Shadow Health Secretary Heidi Alexander laid into Hunt as he didn’t turn up to the Commons earlier in the week. She said: “So much for a seven-day health service, a five-day-a-week Health Secretary would be nice.”

BMA chief Dr Mark Porter said: “What we have heard could amount to the biggest gamble with patient safety this House has ever seen. Imposing a contract is a sign of failure. It’s about time the Secretary of State realised that.

“The Health Secretary need to stop behaving like a recruiting agent for Australian hospitals and start acting like the Secretary of State for our NHS.”

An online survey found that 90 per cent of doctors said they would consider quitting if the contract was eventually forced through.

Labour MP David Anderson said: “He’s accused the negotiators of lying. He’s effectively said the members were fooled by their own negotiators. It’s a recipe for disaster.”

Hunt announced a new series of compromises that he said would lift basic pay from an 11% rise to a 13.5% rise. He claimed a compromise on Saturday pay – a 30% pay premium for junior doctors working more than one in four Saturdays. But “plain time” without any out-of-hours bonus pay will still apply to 7am to 5pm on Saturdays.

Hunt said: “I said the government was willing to be flexible on Saturday premium pay and we have been, Three quarters of doctors will see a take-home pay rise and no trainee working in contracted hours will have their pay cut.

“Our door remained open for three years and we demonstrated time and again our willingness to negotiate with the BMA. The BMA junior doctors committee refused point blank to discuss reforms, instead balloting for industrial action.”

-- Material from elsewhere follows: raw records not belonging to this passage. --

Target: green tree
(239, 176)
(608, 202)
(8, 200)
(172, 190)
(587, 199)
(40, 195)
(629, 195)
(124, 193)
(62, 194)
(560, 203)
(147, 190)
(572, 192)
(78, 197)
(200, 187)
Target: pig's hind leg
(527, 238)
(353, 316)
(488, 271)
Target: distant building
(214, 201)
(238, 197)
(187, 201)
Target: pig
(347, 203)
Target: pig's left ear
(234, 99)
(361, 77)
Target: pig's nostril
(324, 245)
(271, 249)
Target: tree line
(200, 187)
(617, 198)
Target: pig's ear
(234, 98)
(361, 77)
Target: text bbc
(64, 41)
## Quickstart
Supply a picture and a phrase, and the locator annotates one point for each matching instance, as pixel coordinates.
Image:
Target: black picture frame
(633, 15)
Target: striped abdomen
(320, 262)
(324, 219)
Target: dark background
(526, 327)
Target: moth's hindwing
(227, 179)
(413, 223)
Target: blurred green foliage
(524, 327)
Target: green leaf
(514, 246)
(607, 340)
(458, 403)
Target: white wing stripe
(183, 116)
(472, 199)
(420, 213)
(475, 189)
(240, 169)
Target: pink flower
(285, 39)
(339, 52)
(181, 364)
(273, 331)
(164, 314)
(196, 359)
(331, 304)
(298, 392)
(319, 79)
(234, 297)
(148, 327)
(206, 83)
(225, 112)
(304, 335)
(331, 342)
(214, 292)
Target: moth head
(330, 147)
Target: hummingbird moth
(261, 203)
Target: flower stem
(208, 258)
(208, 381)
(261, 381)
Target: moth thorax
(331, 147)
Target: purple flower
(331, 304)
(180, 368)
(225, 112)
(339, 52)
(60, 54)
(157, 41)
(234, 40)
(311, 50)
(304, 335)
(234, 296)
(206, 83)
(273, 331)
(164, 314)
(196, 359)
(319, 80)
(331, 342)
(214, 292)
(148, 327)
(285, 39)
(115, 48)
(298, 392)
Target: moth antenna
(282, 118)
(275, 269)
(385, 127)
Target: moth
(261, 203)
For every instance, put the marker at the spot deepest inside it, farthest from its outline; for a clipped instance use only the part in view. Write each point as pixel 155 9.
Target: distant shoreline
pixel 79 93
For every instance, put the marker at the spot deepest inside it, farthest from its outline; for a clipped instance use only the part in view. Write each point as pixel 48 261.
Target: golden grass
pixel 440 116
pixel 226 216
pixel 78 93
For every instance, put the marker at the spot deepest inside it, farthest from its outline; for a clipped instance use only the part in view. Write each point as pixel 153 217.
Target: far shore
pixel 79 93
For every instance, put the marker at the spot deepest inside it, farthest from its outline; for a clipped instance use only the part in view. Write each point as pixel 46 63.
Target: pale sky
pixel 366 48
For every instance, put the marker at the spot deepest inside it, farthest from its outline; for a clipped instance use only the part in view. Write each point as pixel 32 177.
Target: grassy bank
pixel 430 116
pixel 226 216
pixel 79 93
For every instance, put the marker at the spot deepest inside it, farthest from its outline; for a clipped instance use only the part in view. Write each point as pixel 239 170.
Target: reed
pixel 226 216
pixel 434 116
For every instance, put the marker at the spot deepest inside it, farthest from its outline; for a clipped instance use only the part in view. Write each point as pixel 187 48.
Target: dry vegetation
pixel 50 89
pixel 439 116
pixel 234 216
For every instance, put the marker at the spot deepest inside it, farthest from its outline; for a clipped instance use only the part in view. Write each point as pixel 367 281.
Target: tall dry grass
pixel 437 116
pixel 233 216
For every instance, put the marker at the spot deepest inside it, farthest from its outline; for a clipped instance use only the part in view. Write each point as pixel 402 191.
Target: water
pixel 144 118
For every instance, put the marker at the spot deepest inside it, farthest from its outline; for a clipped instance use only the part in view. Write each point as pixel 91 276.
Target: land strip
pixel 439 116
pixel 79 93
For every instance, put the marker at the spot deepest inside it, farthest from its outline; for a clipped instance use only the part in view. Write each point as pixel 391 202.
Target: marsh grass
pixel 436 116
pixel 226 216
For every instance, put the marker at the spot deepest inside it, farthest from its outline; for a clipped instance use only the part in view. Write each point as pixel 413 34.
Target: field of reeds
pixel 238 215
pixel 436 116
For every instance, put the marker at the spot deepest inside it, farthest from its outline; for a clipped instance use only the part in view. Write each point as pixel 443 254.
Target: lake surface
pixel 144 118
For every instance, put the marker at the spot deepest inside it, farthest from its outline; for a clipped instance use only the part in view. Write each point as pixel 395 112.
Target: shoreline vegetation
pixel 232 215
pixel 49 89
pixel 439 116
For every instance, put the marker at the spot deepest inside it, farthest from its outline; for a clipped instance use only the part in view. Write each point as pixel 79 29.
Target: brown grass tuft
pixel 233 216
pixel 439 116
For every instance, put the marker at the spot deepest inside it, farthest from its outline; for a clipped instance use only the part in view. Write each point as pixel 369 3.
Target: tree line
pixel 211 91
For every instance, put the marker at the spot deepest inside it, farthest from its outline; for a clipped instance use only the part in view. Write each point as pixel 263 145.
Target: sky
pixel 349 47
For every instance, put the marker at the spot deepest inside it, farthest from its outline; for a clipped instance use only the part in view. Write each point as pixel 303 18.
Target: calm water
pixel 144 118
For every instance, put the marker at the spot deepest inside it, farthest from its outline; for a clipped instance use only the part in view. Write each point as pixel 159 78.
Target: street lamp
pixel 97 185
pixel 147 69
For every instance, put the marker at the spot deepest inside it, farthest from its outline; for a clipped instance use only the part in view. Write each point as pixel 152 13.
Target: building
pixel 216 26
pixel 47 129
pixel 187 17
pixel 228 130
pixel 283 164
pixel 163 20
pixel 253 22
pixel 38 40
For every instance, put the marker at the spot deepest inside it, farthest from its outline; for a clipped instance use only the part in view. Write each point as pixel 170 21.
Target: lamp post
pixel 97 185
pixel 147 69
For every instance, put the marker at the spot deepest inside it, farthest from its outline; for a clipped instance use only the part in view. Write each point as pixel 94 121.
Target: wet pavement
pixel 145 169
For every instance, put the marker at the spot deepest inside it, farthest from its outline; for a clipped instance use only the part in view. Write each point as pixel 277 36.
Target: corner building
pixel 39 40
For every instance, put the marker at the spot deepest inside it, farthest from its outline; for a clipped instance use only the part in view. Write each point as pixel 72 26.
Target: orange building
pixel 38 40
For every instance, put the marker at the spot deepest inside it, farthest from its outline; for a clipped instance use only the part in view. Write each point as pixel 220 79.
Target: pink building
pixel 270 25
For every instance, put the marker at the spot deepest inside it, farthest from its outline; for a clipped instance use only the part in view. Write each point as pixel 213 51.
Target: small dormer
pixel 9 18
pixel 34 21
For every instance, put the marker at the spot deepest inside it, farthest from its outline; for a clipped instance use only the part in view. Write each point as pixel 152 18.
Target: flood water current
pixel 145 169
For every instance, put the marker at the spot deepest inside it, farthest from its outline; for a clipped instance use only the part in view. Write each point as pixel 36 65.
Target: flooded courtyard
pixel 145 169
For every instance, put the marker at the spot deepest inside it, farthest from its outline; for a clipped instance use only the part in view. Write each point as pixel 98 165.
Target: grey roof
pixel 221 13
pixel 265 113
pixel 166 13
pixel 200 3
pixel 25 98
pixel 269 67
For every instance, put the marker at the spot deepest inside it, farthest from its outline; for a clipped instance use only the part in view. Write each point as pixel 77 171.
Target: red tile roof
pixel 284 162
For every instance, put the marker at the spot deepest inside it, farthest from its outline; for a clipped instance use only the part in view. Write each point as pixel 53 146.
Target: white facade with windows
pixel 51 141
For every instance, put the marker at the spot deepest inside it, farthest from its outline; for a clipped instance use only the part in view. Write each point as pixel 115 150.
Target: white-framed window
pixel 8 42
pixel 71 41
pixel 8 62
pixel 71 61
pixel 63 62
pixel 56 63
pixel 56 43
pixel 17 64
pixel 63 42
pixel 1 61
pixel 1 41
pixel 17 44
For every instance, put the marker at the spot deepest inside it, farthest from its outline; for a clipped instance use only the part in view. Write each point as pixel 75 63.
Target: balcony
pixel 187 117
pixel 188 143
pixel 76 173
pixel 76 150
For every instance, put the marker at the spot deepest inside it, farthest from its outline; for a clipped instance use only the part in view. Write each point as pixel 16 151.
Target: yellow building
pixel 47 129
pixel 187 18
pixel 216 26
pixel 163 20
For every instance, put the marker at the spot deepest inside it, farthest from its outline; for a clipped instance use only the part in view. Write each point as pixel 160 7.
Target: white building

But Dr Johann Malawana, BMA junior doctor committee chair, said: “The Government’s shambolic handling of this process from start to finish has totally alienated a generation of junior doctors, the hospital doctors and GPs of the future.

“There is a real risk that some will vote with their feet. Our message to the Government is clear: junior doctors cannot and will not accept a contract that is bad for the future of patient care, the profession and the NHS as a whole, and we will consider all options open to us.”